En ce moment, c’est le courlis d’Alaska. J’ai eu l’occasion d’aller en Polynésie pour mener un programme financé par le ministère des Armées concernant la possible capacité des oiseaux migrateurs à anticiper des catastrophes naturelles. J’ai pu en même temps commencer à étudier ce grand migrateur originaire des toundras reculées d’Alaska et hivernant sur de petits atolls et des îles du Pacifique.

J’aimerais savoir notamment si l’espèce rencontre des difficultés pour se nourrir en hiver sur les petites îles infestées de rats. Ce qui compliquerait son accumulation de réserves pour le grand trajet de retour vers l’Arctique, au point d’en retarder le départ. Ceci pourrait ensuite confronter ce migrateur à des conditions météo saisonnières moins favorables. Je me demande aussi si le changement climatique n’a pas modifié les vents dans la zone. C’est un des oiseaux qui effectue les plus longs vols transocéaniques. La moindre contrainte peut avoir de lourdes conséquences sur sa capacité à retourner nicher en Alaska.
Quel dépaysement ! Vous intéressez-vous aussi aux oiseaux communs qui vivent tout près de chez nous ?

J’ai commencé ma carrière en relançant le programme phare participatif sur ce sujet : le Suivi temporel des oiseaux communs (Stoc). Ce n’est plus moi qui m’en occupe, ce projet vit sa vie et continue d’alimenter les indicateurs nationaux et internationaux sur la biodiversité.
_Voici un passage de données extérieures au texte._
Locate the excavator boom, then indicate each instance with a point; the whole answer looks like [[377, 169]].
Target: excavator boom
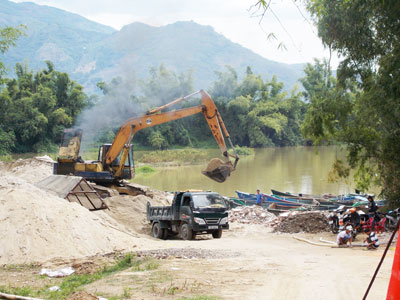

Comme l’étude pilotée par Vincent Devictor, le premier étudiant dont j’ai encadré la thèse, qui a marqué les esprits ce printemps en annonçant la perte de 800 millions d’oiseaux en Europe en quarante ans. Ces chiffres ne tombent pas du ciel.

J’ai aussi lancé le programme Oiseaux des jardins (ODJ), encore plus participatif et ouvert au grand public. La thèse que j’ai dirigée sur ce programme a montré que les mangeoires des jardins servent de refuges pour l’alimentation des oiseaux spécialistes des milieux agricoles, au fur et à mesure que l’hiver avance. Votre jardin peut accueillir et aider en toute saison des oiseaux victimes de l’agriculture intensive, comme la linotte, le moineau friquet ou le serin cini. Il peut aussi héberger en hiver des passereaux migrateurs venus du nord de l’Europe.